Components of a data page
So what are the components of a data page? First off, you use the Redivis data platform to store your data set, which for free immediately means that your data is versioned. And then you use our custom data pages Quarto format to connect to this data to a Quarto website that you can configure and customize. At the center of this website are interactive visualizations created using Observable. So also you can add ggplot or whatever other visualizations you want. And all this results in a static website so it can be hosted on GitHub pages, but it has rich interactive functionality.
Getting started
I'm going to walk you through more concretely the steps you would follow to spin up a new data page. To get started, all you would need to do is use the data page GitHub template repo to create your own repo. And this gives you a template Quarto website that uses our custom data pages Quarto project type and format. And you then customize this website by adding information and formatting specific to your project and connecting it to the Redivis table with your data.
What you get
What do you get from doing all this? You get a website. The home page of your data page introduces your data set and features these automatically created interactive visualizations. So this means that users can get a feel for your data right away. And you can customize this through configuration, through like YAML variables, or by adding like any custom content you want, or by swapping out these templated visualizations. And a major area of focus for us is adding more configurability and more types of visualizations for you.

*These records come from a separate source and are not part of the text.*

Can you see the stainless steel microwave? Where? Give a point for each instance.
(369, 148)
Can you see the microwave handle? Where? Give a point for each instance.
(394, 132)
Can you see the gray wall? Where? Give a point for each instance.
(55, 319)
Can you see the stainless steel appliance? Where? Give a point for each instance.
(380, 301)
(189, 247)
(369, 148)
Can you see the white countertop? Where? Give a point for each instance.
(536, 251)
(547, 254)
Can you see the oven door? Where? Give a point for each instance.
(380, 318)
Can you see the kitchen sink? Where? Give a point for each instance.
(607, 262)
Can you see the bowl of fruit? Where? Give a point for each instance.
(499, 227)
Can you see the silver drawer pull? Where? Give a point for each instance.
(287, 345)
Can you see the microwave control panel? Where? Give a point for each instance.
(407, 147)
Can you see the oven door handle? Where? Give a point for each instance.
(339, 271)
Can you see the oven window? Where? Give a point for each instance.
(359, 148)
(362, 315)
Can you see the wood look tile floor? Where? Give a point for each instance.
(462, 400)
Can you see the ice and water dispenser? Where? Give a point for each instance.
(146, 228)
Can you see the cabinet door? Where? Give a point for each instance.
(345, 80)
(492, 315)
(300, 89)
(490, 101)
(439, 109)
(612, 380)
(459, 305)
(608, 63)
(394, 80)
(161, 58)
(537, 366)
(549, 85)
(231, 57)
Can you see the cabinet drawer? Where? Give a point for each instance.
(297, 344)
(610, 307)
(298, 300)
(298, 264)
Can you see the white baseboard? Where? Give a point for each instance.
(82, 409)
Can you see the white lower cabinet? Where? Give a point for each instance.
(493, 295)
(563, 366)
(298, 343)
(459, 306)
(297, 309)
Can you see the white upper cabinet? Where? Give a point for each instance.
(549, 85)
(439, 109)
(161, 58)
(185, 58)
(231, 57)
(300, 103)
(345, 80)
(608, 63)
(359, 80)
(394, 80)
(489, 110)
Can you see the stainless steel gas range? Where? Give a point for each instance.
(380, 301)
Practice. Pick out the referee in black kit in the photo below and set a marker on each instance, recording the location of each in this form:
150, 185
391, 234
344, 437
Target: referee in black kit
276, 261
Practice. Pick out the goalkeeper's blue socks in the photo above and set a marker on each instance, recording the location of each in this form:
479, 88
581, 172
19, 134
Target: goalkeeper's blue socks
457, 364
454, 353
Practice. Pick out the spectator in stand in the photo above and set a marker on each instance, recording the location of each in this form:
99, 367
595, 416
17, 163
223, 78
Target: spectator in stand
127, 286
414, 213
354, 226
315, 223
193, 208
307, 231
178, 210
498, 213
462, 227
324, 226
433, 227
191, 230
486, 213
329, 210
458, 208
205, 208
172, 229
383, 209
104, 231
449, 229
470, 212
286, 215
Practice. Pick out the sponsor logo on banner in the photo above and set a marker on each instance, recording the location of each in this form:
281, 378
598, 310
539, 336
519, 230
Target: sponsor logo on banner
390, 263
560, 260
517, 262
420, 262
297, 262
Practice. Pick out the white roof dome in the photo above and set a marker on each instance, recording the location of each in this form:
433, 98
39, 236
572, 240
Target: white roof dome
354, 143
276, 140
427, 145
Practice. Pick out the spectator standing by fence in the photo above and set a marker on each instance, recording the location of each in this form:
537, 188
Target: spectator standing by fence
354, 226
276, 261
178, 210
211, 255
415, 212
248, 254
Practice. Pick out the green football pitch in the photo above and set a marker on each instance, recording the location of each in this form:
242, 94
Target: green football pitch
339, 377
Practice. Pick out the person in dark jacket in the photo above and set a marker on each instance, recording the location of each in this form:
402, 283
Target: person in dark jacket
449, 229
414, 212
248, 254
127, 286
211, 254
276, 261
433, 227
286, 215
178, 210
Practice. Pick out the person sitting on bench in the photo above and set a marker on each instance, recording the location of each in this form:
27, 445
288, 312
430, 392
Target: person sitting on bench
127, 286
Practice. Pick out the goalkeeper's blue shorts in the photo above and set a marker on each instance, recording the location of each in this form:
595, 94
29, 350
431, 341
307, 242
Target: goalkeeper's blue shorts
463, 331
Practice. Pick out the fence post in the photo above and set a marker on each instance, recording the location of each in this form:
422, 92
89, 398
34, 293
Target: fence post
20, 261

In addition to the home page, other pages include the data page where there's an embedded table browser inserted through a custom shortcode. So users who might want to actually look at your data in more detail can use this browser to preview your data and your metadata. Even more involved users can go to the analysis page to see an automatically generated code snippet that tells them how to access the data directly from R or from Python. And then finally on the about page you can edit all this YAML to add links, to add citation information, and then you can add whatever content you want. And of course since this whole thing is a Quarto website you can add other pages, you can customize the styling, and use all the amazing features that Quarto now has and will have in the future.
If you go to datapages.github.io you'll see a gallery of the different data pages we've made and find out how to get started with making your own. Thank you.